J’ai également été désagréablement surpris de constater que cette situation n’a fait l’objet d’attention d’aucun organe de presse, ni de structure de la société civile. Il faudrait que cette situation change. La modeste proposition que je fais, c’est de confier tout simplement aux différentes structures bénéficiaires, comme c’était ainsi de par le passé, le processus de recrutement dans l’enseignement supérieur et dans la recherche scientifique.

L’expérience de cette année porte à croire que les structures du ministère sont incapables d’assurer dans le respect cette tâche, contrairement aux universités et centres de recherche qui faisaient mieux.
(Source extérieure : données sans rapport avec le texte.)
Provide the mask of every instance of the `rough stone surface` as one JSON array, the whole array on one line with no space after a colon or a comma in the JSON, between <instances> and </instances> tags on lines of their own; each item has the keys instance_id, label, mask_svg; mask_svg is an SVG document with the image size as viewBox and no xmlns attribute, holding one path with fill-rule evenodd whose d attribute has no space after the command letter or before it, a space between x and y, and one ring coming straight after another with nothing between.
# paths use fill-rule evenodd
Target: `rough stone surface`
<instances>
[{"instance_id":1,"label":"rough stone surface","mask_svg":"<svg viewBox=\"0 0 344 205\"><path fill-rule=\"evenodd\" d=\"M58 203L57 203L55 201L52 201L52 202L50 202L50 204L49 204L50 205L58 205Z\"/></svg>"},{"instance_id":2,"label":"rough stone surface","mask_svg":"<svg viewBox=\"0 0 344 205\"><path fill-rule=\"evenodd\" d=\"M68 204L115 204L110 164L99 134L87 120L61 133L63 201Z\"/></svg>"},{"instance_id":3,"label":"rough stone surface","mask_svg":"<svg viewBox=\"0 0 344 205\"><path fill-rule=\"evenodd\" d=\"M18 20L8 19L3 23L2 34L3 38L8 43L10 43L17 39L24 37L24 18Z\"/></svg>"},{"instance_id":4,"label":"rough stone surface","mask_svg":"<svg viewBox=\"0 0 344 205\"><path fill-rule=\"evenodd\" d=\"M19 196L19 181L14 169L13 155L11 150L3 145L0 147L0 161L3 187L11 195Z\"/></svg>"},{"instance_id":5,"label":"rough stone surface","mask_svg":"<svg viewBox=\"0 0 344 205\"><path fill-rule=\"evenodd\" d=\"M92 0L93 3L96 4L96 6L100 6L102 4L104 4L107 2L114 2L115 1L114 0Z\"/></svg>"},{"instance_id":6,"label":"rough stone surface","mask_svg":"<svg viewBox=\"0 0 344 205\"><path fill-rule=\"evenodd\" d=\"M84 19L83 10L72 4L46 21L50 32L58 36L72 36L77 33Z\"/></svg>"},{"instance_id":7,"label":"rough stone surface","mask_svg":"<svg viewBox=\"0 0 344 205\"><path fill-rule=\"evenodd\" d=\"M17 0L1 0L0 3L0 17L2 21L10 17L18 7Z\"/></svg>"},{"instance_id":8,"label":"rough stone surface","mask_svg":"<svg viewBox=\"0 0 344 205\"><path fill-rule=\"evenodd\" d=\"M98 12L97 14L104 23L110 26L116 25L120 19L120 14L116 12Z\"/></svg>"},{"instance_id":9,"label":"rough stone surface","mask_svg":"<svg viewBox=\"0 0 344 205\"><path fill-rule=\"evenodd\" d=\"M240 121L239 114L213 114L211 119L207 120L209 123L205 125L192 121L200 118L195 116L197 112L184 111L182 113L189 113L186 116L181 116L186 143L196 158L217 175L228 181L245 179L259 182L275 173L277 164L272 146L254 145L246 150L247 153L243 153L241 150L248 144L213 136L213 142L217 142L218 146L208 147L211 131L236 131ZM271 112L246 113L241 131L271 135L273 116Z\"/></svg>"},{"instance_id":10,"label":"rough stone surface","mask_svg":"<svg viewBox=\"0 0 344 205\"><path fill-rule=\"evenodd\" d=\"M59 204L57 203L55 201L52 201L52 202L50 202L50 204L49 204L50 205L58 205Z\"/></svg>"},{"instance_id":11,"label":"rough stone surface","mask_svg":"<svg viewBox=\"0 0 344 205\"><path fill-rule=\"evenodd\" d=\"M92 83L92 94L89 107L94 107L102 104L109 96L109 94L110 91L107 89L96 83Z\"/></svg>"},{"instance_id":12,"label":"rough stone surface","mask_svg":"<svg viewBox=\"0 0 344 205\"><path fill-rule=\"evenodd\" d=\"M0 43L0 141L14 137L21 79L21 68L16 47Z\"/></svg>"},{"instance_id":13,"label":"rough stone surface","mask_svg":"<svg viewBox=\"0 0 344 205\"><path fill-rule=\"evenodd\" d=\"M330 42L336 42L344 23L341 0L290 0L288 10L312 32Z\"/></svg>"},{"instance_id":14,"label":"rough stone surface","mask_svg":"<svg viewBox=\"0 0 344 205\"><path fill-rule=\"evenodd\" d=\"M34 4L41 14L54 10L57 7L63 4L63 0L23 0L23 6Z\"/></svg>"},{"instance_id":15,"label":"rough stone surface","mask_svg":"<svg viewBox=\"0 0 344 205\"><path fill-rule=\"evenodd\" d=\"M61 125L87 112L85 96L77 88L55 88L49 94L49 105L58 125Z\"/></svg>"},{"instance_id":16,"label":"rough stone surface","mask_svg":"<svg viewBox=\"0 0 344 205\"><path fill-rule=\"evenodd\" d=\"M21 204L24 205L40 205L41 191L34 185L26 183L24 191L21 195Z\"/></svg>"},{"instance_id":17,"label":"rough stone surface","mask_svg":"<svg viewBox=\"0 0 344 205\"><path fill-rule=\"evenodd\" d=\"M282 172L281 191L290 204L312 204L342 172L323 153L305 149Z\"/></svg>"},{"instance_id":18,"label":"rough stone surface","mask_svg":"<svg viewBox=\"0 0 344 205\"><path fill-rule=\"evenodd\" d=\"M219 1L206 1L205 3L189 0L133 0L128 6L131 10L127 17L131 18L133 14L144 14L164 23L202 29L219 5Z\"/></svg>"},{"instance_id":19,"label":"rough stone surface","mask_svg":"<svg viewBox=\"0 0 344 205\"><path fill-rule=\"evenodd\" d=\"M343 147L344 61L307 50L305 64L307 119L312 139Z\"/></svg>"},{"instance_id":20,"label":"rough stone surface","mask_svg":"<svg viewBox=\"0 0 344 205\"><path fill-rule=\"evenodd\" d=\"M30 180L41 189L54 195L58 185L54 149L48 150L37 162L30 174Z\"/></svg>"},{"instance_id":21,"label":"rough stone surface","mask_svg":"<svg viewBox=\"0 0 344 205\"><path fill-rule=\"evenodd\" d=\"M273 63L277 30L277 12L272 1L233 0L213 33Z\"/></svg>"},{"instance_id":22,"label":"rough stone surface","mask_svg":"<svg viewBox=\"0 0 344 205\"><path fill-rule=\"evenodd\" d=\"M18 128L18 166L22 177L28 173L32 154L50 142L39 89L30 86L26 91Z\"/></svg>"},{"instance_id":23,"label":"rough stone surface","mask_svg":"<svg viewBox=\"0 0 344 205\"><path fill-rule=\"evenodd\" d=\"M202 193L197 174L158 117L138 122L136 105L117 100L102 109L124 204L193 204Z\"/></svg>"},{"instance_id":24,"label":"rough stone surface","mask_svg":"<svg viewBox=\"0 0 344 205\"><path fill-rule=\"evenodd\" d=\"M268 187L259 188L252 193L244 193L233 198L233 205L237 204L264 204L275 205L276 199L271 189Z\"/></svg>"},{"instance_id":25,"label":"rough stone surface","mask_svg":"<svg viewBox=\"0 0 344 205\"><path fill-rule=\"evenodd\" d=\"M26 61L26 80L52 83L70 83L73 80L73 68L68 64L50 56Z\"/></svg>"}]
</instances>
Si cette situation demeure, il ne faudrait pas être surpris de constater que face à ces types d’injustice subis, de jeunes enseignants et chercheurs quittent les amphis et salles de laboratoire pour faire de la politique.

Au regard de tous les points soulevés, il est aisé de sentir une forte odeur de corruption qui ne dit pas son nom, dans ce processus de recrutement. Jusqu’à ce jour, on ignore quand les résultats définitifs sortiront. On ignore également quand les admis seront appelés à prendre effectivement service, chose qui était prévue pour le 1er novembre passé.

Ce qui implique aucun sérieux de la part du ministère de l’Enseignement supérieur et de la recherche scientifique dans ce processus de recrutement.